初恋マリッジ~エリート外交官の旦那様と極上結婚生活~

職場で配るお土産のチョコレートを買い、彼に手を引かれて歩を進める。

シュテファン大聖堂の展望台からの眺めは素晴らしかったし、土産店やカフェ、ホテルにブランドショップが建ち並ぶケルントナー通りを散策するのはとても楽しい。

「ねえ直君。次はあのお店を見てもいい?」

「もちろん」

ウィーンに本店をかまえる、クリスタルジュエリーブランドのショップに足を踏み入れた。
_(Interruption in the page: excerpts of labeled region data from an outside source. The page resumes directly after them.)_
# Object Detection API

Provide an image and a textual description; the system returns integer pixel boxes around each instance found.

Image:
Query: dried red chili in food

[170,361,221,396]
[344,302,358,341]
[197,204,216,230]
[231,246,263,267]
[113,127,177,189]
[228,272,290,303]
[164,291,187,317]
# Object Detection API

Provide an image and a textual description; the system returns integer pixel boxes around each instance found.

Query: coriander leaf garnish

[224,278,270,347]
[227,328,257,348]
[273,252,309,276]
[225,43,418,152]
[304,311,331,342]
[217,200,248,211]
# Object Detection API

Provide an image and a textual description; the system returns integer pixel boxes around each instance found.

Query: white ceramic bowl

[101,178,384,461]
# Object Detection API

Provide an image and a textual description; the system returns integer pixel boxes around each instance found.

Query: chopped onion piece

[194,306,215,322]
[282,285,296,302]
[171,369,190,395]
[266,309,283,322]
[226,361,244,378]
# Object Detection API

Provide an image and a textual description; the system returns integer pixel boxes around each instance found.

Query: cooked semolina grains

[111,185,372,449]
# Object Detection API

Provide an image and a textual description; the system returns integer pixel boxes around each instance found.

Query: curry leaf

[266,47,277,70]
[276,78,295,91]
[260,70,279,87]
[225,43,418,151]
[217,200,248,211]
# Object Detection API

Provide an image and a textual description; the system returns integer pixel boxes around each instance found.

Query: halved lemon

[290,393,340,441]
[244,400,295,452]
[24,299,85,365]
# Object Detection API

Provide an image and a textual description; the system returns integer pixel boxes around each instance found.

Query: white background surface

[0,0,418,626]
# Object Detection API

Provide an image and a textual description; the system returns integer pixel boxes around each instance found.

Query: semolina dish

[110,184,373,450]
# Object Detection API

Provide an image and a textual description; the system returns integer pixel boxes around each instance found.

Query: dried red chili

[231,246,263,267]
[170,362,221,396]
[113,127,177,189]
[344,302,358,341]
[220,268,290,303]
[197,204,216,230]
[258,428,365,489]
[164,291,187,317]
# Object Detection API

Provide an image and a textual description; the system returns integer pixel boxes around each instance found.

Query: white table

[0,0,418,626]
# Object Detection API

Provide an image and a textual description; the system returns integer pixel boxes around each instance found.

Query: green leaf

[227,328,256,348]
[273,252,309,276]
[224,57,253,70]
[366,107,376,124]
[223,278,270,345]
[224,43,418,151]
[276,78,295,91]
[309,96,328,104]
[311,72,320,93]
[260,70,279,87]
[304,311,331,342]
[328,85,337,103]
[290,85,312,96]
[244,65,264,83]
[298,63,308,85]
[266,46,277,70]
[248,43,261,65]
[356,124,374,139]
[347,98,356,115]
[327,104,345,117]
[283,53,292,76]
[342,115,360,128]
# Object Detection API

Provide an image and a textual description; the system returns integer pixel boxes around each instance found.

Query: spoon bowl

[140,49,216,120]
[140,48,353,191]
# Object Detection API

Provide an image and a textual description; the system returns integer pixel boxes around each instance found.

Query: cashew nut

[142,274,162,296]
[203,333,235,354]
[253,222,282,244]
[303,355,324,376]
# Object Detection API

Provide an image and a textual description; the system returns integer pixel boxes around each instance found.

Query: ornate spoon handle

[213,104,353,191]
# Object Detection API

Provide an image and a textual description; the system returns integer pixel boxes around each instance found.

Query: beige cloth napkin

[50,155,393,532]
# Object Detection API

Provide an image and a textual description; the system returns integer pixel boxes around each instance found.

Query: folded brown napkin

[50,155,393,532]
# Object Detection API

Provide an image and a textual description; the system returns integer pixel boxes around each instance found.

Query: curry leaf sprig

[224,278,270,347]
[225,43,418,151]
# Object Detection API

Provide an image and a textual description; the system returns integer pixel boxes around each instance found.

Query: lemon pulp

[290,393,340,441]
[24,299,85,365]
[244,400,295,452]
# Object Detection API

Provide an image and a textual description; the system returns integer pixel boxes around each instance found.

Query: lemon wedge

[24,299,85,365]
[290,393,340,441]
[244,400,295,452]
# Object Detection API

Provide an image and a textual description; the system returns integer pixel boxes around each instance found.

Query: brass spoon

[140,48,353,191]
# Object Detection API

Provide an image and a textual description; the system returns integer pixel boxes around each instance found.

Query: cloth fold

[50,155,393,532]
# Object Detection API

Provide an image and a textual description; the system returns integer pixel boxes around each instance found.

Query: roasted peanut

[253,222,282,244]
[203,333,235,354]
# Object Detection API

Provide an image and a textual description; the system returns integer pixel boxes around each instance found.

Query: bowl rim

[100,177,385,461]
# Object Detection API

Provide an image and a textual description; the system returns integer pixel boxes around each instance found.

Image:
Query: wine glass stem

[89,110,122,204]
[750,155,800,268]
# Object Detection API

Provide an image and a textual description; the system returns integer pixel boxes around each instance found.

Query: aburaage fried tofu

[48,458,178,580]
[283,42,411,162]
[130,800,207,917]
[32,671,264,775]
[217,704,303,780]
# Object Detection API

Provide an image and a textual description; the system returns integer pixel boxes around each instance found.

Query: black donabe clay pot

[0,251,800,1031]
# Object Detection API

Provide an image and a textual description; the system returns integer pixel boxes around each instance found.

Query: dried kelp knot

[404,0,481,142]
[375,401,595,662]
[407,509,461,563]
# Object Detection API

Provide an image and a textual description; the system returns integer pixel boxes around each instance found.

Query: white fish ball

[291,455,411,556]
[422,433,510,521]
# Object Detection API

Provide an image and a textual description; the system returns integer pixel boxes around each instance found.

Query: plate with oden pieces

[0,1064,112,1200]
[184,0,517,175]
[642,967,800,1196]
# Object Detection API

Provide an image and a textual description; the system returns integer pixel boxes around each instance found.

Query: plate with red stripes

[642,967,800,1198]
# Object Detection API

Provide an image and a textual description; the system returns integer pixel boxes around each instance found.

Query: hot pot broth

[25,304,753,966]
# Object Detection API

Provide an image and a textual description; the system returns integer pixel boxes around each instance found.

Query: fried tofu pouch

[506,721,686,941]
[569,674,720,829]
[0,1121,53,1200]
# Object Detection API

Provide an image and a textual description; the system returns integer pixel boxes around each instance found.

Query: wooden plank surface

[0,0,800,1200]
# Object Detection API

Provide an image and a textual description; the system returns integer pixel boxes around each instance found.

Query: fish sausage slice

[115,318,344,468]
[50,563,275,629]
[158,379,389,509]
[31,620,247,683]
ショーケースの中に並んでいるアクセサリーが、照明の明かりを受けてまぶしい光を放つ様子は綺麗で心が弾むのを止められない。

上機嫌で商品を見て回り、両親には白鳥をモチーフにした置物を、友人にはチャームキーホルダーを、そして自分用にピンクのクリスタルピアスを選んで購入手続きをする。

このクリスタルジュエリーブランドのショップは日本にもあるけれど、ピアスはセール価格だし、ほかの物も本店限定デザインだ。

いい買い物ができたと満足していると、真剣なまなざしでショーケースを覗き込んでいる彼の姿が目に留まる。

いったい、なにを見ているのか気になったけれど、会計の最中にこの場を離れるわけにはいかない。